A&O slashes projects partners’ equity take after profits review

Allen & Overy

(A&O) has moved to slash the number of equity points awarded to its London-based project finance partners as part of its strategy to make the practice more competitive.

The reduction in equity points is in response to the increasing competition in the global projects arena and the weak US dollar.

Head of projects Graham Vinter told The Lawyer: “The group works in pounds but mostly bills in dollars, and a year ago we decided that if we weren’t careful it could be damaging in the long term. If a firm does an oil and gas deal virtually anywhere in the world and it’s acting for a US client, it’s not possible to bill in pounds or euros.”
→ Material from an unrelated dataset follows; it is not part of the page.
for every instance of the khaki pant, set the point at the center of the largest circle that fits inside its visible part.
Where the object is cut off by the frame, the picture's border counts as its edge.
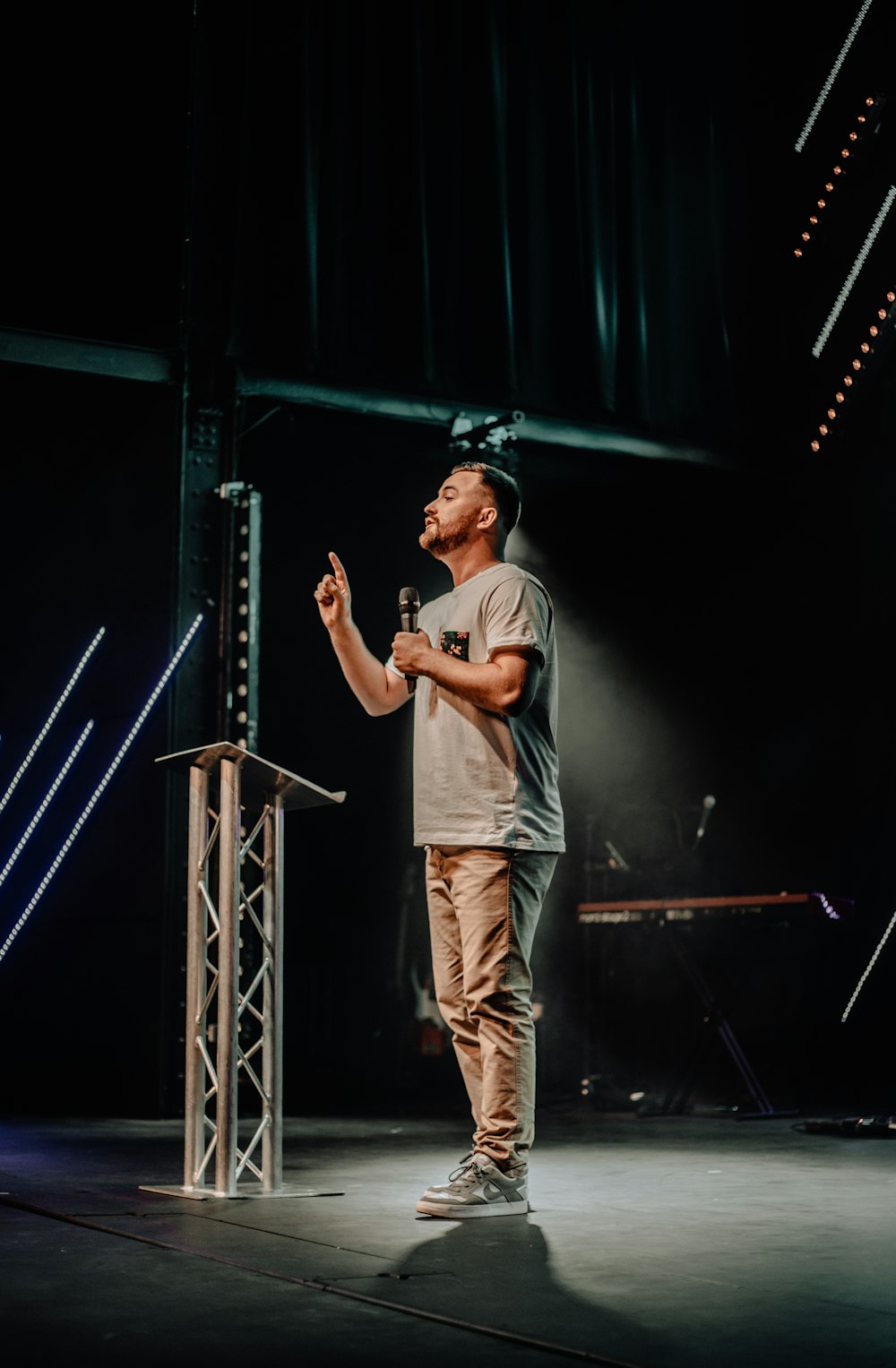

Vinter added that A&O is looking at other tactics aimed at combating the weak dollar, including running deals out of the firm’s Dubai office, which operates in dollars.

It is understood that profit per partner in A&O’s projects group lags behind the rest of the firm. A&O refused to divulge any financial information relating to the firm’s projects practice.
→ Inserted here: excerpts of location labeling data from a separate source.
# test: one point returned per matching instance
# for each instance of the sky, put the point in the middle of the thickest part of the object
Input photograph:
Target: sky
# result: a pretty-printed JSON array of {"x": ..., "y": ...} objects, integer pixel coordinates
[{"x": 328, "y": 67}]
Vinter said: “People don’t like hearing that they’re going to take home less money. But there’s a grudging acceptance.”

The new points will take effect from 1 May 2006.

A&O managing partner David Morley said: “Our position in the market is something of which we’re immensely proud and is something we want to keep.”

A&O is the latest magic circle firm to review the profitability of its projects practice. Linklaters completed a wholesale review of its projects practice after global projects head Bruce White took the helm in May 2005. Linklaters encouraged several senior partners to take early retirement as a result (The Lawyer, 12 September).